Critics of George W. Bush's plans to speed ahead on NMD come in different shades, from Tory MP's who politely urge caution to Russian generals who darkly warn of World War III. But despite the range of oppositional tones, there exists a rough consensus on what the world will look like should the US turn its back on three decades of arms control and begin construction of a missile shield.
First, Russia and China would form a balancing alliance, beef up their nuclear arsenals and put them on hair-trigger alert. Increased Russian and Chinese assistance to nuclear aspirants such as Iran and North Korea could follow as well. The outlines of this are already visible.
In response to the Chinese build-up, India would likely try to field an intermediate and long-range missile capability. This would force Pakistan to do the same.
Since the Nuclear Nonproliferation Treaty is dependant upon an ongoing process of disarmament between the nuclear powers, the voiding of US-Russian arms control agreements would mean the likely renewal of nuclear programs around the world.
NATO allies see US plans as representing a "fortress" mentality, and fear that NMD would undermine America's longstanding commitment to Europe's defense. A worst case scenario would witness the EU accelerate its security independence from Washington, thus weakening the defense ties forged by NATO. This especially worries new NATO members on the alliance's eastern border, as a US withdrawal from Europe would occur within the context of extreme international destabilization.
This is the Bush-Cheney recipe for making the US "more secure."

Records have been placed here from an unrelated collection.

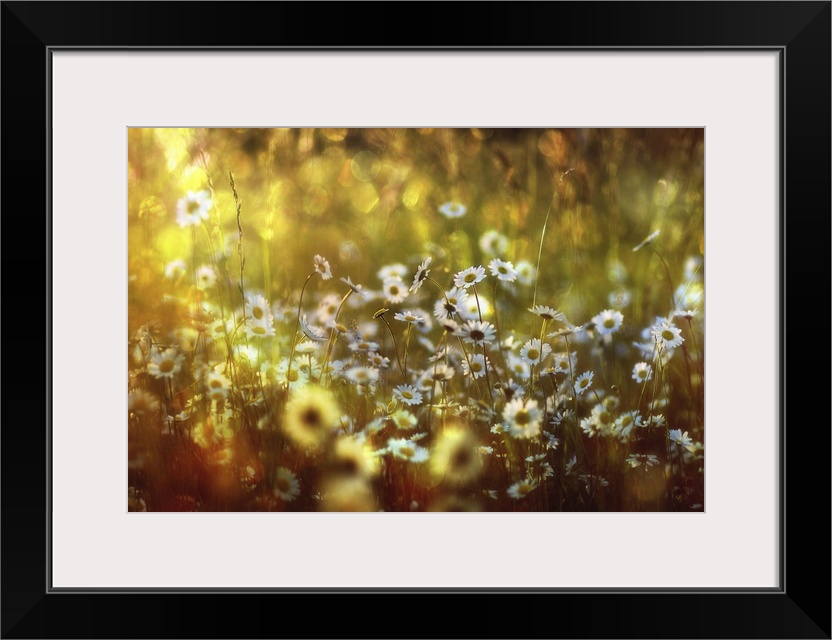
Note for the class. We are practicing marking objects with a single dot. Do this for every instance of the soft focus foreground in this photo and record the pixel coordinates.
(416, 320)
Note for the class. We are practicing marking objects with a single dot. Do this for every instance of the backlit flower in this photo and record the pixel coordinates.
(608, 321)
(452, 209)
(322, 267)
(165, 364)
(193, 208)
(522, 419)
(469, 277)
(502, 270)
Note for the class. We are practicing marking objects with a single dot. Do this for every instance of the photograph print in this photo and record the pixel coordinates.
(415, 320)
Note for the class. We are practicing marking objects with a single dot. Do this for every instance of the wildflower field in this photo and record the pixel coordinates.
(415, 320)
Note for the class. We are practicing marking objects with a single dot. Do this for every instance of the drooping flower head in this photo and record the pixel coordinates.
(193, 208)
(453, 209)
(322, 267)
(421, 274)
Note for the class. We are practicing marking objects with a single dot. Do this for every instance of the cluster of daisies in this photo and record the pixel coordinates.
(406, 393)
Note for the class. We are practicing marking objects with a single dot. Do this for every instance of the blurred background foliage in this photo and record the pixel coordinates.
(364, 198)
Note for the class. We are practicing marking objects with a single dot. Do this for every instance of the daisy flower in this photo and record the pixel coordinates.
(378, 361)
(453, 209)
(478, 332)
(667, 335)
(456, 456)
(405, 420)
(646, 241)
(408, 394)
(396, 270)
(327, 308)
(193, 208)
(522, 419)
(411, 317)
(681, 439)
(362, 375)
(407, 450)
(422, 272)
(218, 386)
(583, 382)
(560, 416)
(311, 331)
(626, 422)
(296, 378)
(526, 272)
(165, 364)
(355, 457)
(502, 270)
(359, 344)
(620, 298)
(608, 321)
(311, 414)
(565, 362)
(449, 325)
(493, 243)
(141, 402)
(175, 269)
(206, 277)
(395, 290)
(636, 460)
(687, 314)
(286, 485)
(470, 310)
(356, 288)
(469, 277)
(259, 328)
(548, 313)
(257, 308)
(449, 304)
(522, 488)
(534, 352)
(642, 372)
(322, 266)
(477, 368)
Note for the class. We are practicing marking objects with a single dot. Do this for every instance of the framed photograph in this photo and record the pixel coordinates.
(328, 316)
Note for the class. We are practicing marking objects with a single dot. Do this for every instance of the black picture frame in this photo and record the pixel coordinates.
(800, 608)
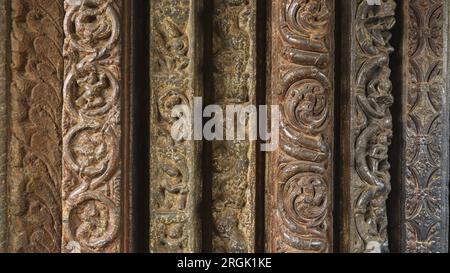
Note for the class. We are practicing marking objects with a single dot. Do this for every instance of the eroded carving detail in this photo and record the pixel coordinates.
(91, 189)
(3, 124)
(301, 219)
(34, 150)
(234, 161)
(371, 126)
(425, 170)
(175, 170)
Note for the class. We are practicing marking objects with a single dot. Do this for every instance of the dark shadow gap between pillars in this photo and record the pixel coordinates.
(261, 55)
(208, 98)
(140, 124)
(395, 152)
(337, 129)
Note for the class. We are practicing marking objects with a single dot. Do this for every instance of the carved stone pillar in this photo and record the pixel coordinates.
(425, 169)
(175, 177)
(301, 170)
(366, 123)
(92, 190)
(234, 167)
(31, 75)
(3, 124)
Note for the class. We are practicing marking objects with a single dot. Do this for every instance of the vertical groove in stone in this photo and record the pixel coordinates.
(92, 177)
(3, 124)
(175, 177)
(367, 124)
(301, 170)
(34, 127)
(234, 162)
(425, 169)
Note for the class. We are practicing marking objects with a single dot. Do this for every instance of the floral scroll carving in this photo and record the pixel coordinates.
(302, 173)
(233, 163)
(175, 165)
(91, 127)
(425, 170)
(371, 126)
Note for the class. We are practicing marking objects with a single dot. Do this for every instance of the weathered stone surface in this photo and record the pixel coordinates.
(92, 176)
(34, 101)
(3, 124)
(425, 169)
(301, 171)
(175, 177)
(366, 124)
(234, 162)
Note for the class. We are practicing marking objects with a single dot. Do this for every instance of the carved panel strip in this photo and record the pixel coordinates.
(425, 127)
(92, 177)
(367, 125)
(234, 179)
(3, 124)
(175, 165)
(34, 114)
(300, 208)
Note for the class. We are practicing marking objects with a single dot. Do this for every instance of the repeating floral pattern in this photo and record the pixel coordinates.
(301, 181)
(425, 168)
(92, 184)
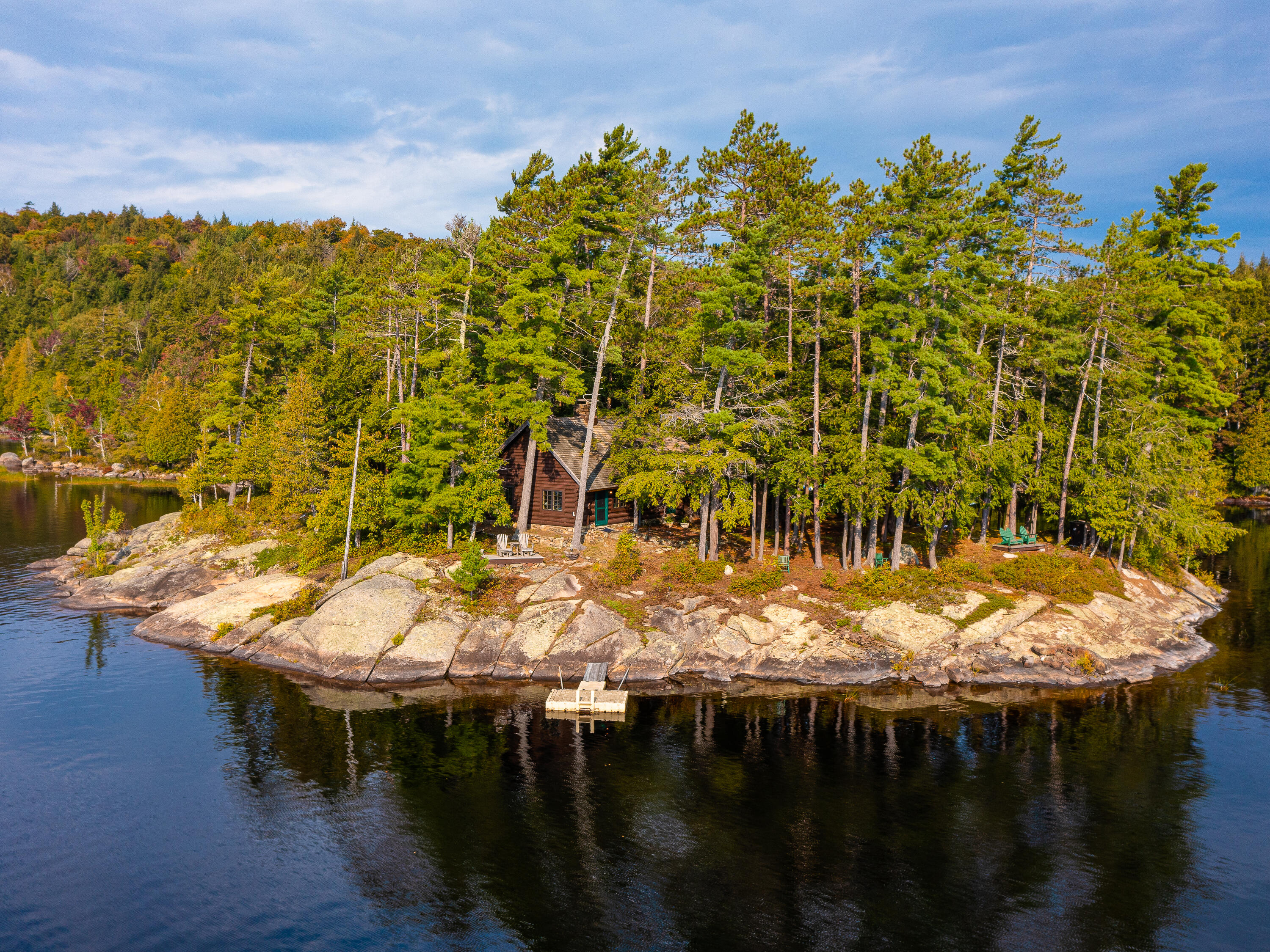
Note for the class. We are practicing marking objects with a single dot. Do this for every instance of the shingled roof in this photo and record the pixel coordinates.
(568, 435)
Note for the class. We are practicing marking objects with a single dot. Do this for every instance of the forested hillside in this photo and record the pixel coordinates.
(931, 346)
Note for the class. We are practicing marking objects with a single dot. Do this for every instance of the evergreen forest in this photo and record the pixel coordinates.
(926, 357)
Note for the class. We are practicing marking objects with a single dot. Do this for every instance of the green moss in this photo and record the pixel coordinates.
(625, 567)
(1072, 578)
(757, 583)
(689, 570)
(630, 611)
(298, 607)
(995, 603)
(281, 555)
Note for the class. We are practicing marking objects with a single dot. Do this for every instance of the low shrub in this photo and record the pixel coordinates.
(298, 607)
(995, 603)
(281, 555)
(1207, 578)
(1074, 578)
(473, 573)
(689, 570)
(630, 611)
(922, 588)
(964, 570)
(625, 567)
(220, 520)
(757, 583)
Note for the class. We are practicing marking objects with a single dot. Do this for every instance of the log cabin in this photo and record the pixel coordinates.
(555, 478)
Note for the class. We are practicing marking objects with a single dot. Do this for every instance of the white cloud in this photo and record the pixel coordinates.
(402, 115)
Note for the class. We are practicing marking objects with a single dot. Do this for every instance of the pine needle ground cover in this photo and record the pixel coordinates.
(1067, 578)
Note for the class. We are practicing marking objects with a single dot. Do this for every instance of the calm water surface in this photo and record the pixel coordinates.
(155, 799)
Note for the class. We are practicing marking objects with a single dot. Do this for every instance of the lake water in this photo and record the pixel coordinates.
(157, 799)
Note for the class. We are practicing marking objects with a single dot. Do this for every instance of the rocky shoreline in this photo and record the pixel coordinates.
(397, 624)
(31, 466)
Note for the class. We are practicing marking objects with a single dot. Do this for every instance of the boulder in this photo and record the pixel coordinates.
(783, 658)
(596, 634)
(712, 650)
(195, 621)
(479, 650)
(425, 654)
(1002, 621)
(667, 620)
(973, 600)
(563, 586)
(541, 573)
(351, 631)
(146, 587)
(280, 647)
(755, 631)
(242, 635)
(784, 616)
(654, 662)
(907, 629)
(416, 569)
(367, 572)
(531, 639)
(835, 660)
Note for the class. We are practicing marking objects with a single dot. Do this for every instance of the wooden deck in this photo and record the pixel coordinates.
(515, 560)
(1023, 548)
(578, 701)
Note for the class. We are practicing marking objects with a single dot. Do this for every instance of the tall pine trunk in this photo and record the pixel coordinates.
(816, 442)
(860, 511)
(762, 525)
(1037, 459)
(992, 432)
(1071, 441)
(583, 478)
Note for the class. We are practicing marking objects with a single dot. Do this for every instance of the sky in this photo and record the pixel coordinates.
(403, 115)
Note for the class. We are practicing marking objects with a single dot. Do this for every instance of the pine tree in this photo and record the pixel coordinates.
(298, 473)
(1253, 456)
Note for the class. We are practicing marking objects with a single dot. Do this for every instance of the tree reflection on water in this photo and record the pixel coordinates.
(747, 822)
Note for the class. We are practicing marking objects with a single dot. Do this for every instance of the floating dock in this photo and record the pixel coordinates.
(591, 697)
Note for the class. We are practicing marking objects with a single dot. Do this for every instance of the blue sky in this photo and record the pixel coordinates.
(403, 115)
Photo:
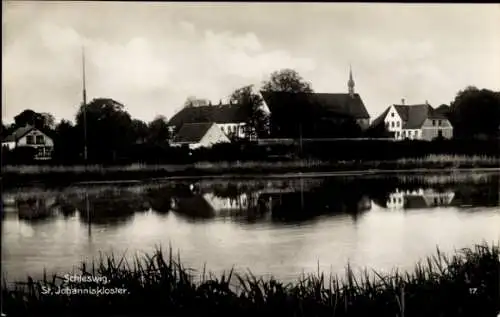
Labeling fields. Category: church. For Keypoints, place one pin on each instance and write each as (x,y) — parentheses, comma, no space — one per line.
(316,114)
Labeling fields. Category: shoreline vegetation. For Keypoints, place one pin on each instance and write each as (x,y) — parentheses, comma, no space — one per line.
(21,174)
(463,284)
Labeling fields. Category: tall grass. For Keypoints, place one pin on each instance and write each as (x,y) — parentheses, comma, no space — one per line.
(455,159)
(464,284)
(228,167)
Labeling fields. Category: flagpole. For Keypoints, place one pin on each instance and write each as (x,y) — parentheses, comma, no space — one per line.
(84,107)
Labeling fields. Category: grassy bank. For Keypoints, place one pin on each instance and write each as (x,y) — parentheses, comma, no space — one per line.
(465,284)
(20,174)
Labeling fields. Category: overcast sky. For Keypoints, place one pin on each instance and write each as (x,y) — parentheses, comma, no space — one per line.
(152,56)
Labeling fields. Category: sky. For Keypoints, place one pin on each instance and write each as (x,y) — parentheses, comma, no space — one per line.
(152,56)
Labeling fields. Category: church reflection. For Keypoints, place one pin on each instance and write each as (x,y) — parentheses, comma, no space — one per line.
(248,201)
(418,199)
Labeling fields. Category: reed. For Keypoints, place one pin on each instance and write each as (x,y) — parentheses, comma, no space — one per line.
(464,284)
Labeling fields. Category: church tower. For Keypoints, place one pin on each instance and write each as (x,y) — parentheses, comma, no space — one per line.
(350,83)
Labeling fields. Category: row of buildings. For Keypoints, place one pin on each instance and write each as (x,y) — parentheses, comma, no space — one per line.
(202,125)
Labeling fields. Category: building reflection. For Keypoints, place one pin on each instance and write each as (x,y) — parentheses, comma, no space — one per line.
(419,198)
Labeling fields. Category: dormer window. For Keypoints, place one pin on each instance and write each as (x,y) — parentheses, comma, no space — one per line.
(30,139)
(40,139)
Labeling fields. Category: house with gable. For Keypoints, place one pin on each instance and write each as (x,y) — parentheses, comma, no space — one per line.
(322,108)
(199,135)
(229,118)
(415,122)
(29,136)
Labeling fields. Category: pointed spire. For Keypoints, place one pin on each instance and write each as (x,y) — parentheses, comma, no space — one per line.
(84,87)
(350,83)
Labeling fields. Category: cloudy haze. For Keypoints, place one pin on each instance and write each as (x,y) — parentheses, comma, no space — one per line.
(152,56)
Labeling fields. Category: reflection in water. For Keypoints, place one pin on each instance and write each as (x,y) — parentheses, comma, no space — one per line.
(418,199)
(278,226)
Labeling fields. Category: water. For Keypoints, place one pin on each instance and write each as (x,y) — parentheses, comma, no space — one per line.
(279,227)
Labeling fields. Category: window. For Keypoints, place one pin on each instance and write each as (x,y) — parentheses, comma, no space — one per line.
(40,139)
(40,151)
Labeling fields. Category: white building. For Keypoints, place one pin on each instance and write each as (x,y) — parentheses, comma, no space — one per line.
(198,135)
(230,118)
(29,136)
(415,122)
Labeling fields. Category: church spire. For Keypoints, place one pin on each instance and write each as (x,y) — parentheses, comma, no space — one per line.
(350,83)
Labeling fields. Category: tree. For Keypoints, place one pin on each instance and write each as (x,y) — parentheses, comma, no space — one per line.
(108,128)
(257,119)
(140,130)
(192,101)
(475,113)
(3,133)
(67,141)
(38,120)
(287,80)
(49,120)
(158,130)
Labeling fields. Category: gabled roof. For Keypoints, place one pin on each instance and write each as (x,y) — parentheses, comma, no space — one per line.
(18,133)
(233,113)
(341,104)
(192,132)
(380,119)
(414,116)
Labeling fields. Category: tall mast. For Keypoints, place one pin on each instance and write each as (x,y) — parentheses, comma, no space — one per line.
(84,108)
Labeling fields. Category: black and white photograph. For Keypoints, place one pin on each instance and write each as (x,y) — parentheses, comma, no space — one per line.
(300,159)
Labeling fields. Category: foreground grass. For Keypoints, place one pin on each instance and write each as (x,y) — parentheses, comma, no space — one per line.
(465,284)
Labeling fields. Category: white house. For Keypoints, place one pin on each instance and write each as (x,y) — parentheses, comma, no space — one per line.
(29,136)
(230,118)
(420,122)
(198,135)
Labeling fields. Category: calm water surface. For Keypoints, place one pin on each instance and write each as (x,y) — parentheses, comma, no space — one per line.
(279,227)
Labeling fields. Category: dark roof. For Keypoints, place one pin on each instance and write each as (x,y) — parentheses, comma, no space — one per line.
(341,104)
(415,115)
(192,132)
(18,133)
(233,113)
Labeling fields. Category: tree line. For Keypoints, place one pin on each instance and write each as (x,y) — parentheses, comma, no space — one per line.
(112,133)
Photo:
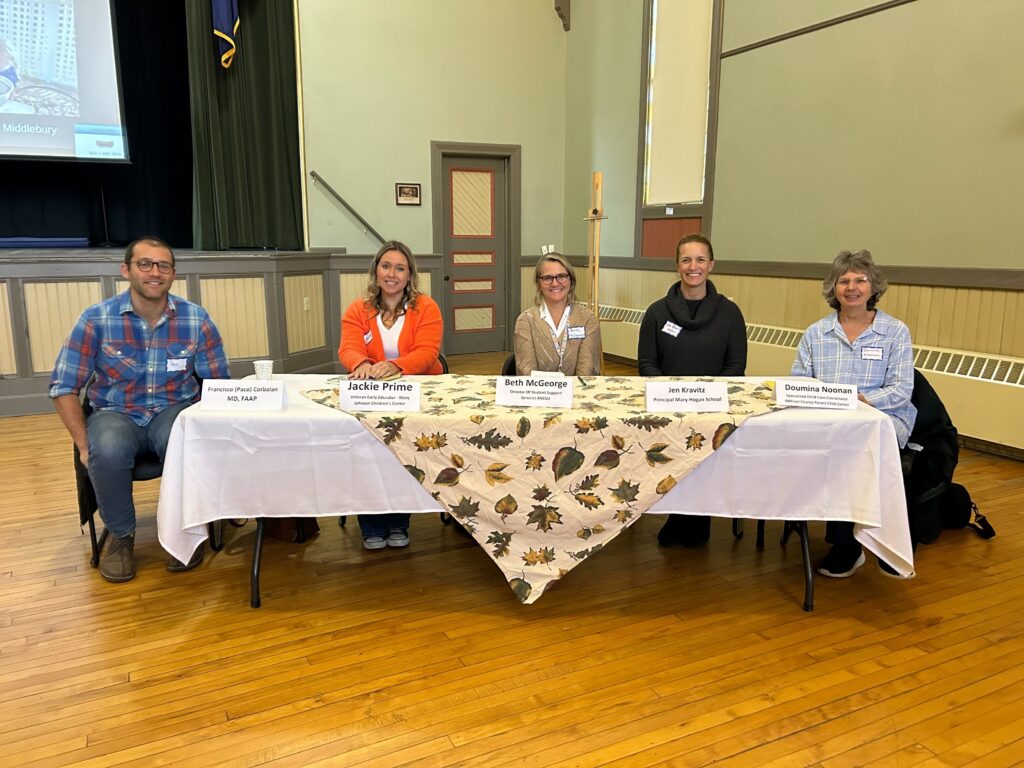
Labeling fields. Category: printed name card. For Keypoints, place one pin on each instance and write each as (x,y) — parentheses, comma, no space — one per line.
(242,394)
(535,392)
(810,393)
(371,394)
(687,396)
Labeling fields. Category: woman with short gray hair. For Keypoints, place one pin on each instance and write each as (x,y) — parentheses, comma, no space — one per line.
(862,345)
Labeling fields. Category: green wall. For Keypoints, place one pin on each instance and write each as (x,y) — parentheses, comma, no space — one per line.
(901,132)
(602,108)
(381,80)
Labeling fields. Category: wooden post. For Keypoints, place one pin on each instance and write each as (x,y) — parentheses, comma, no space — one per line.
(594,216)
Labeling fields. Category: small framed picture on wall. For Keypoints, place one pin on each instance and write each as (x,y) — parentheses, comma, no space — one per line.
(407,194)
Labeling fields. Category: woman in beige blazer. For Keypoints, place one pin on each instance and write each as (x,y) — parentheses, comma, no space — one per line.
(557,334)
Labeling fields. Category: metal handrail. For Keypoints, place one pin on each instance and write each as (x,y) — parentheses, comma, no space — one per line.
(366,224)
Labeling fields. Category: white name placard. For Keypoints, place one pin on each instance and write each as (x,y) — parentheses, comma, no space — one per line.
(242,394)
(535,392)
(808,393)
(370,394)
(687,396)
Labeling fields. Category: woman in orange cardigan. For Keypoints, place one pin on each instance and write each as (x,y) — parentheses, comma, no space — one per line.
(391,330)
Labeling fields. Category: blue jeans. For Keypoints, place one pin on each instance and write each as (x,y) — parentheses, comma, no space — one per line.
(115,441)
(381,524)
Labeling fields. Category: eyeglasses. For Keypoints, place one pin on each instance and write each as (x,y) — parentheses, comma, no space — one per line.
(858,282)
(549,279)
(145,265)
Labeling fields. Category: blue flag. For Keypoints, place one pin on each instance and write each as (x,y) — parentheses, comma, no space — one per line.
(225,29)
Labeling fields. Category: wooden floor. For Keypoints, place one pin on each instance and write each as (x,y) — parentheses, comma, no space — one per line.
(641,656)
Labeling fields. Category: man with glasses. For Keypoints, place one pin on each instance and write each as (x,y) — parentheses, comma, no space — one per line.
(138,354)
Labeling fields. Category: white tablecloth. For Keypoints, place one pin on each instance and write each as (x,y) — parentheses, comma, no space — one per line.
(310,461)
(808,464)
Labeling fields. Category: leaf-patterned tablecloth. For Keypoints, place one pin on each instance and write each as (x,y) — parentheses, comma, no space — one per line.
(544,489)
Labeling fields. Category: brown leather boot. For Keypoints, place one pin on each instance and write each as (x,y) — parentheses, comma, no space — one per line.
(118,563)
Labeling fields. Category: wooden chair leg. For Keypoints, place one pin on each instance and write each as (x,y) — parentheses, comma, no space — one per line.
(257,557)
(96,544)
(805,547)
(215,530)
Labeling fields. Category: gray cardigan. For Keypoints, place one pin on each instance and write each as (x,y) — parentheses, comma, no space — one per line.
(535,349)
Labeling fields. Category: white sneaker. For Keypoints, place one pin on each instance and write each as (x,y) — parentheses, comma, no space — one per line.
(397,538)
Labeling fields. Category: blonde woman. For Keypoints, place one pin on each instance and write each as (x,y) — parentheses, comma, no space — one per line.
(391,330)
(557,334)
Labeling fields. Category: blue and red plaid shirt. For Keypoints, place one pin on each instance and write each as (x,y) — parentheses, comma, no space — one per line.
(139,371)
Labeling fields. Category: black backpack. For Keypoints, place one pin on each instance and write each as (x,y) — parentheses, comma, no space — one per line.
(957,510)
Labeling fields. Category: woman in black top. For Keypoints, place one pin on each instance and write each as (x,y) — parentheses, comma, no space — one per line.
(693,331)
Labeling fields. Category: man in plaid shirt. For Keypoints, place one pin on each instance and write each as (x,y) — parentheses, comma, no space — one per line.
(138,353)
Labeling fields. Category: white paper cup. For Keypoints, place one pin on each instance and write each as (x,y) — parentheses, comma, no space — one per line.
(264,369)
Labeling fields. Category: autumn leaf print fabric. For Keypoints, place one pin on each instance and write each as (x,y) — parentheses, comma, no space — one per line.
(541,489)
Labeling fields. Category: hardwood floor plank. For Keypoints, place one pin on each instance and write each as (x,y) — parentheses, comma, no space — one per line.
(641,656)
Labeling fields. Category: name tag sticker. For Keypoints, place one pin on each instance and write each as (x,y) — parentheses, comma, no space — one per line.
(534,391)
(687,396)
(242,394)
(372,394)
(810,393)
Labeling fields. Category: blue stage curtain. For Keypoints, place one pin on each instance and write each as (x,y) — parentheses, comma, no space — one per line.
(225,29)
(246,182)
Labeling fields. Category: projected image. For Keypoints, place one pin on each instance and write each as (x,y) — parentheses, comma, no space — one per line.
(54,103)
(38,57)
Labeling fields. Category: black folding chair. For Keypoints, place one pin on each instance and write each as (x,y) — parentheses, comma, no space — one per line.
(147,467)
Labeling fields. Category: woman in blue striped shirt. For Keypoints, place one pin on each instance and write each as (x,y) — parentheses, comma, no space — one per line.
(862,345)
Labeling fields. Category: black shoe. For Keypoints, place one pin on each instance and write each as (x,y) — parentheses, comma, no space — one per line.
(176,566)
(671,532)
(695,530)
(889,570)
(842,561)
(118,563)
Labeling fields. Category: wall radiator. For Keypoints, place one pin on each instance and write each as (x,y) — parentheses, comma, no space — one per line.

To better understand the dangers posed by NMD, it is helpful to review the basics of deterrence theory, and more specifically the 1972 ABM Treaty between the US and the USSR, the document upon which the arms control efforts of six US Presidents currently rests.
Despite Secretary of Defense Rumsfeld's recent assertion that the ABM Treaty is "ancient history", the logic it enshrines remains fundamental to the nuclear balance, and will continue to be relevant as long as there are nuclear weapons. In essence, the ABM Treaty ensures that the major nuclear powers are equally vulnerable to a second-strike attack, thus eliminating any temptation to launch first in a crisis. Even if one side takes out the bulk of the enemy's warheads in a blitz, his opponent's limited number of surviving missiles would constitute a devastating response. This is the logic of Mutual Assured Destruction, otherwise known as the balance of terror. It isn't pretty or moral, but it works.
If, however, a state has what it believes to be an effective defense against a handful of missiles, it might be more prone to launch a pre-emptive attack. A National Missile Defense system is thus a comparative advantage that no state wants to look at from the receiving end. While the idea of the US launching a pre-emptive nuclear war may seem absurd, it is a truism of international politics that intentions don't matter -- power and capabilities do.
Given the limits imposed on states by the reality of our nuclear world, it is hubris for the US to act as if its perceived security needs exist in a vacuum. Any rational attempt to deal with the missile threats of the future must take into account the interdependent nature of global security. Alternate missile-defense proposals such as the "boost-phase" model -- which intercepts missiles during take-off and requires the active involvement of other states -- is one example of a more responsible approach to emerging threats.
Such co-operative efforts acknowledge the security needs of others as well as the importance of strengthening the non-proliferation regime and the arms control process on which it depends. The court of world opinion has examined the evidence and sided heavily against the US pursuing a policy of unilateralism and provocation. So too have a solid majority of the American people, most of whom support arms control. Indeed, it is difficult to find any supporters for a headlong rush into the construction of NMD outside of the Republican Party establishment and a few large arms contractors.
Despite a well-reasoned and increasingly loud chorus of opposition, the current administration in Washington seems to have made ignoring all concerns a point of principle. Listening to their official statements one is visited by the unhappy realization that these men and women simply do not understand the world in which they live.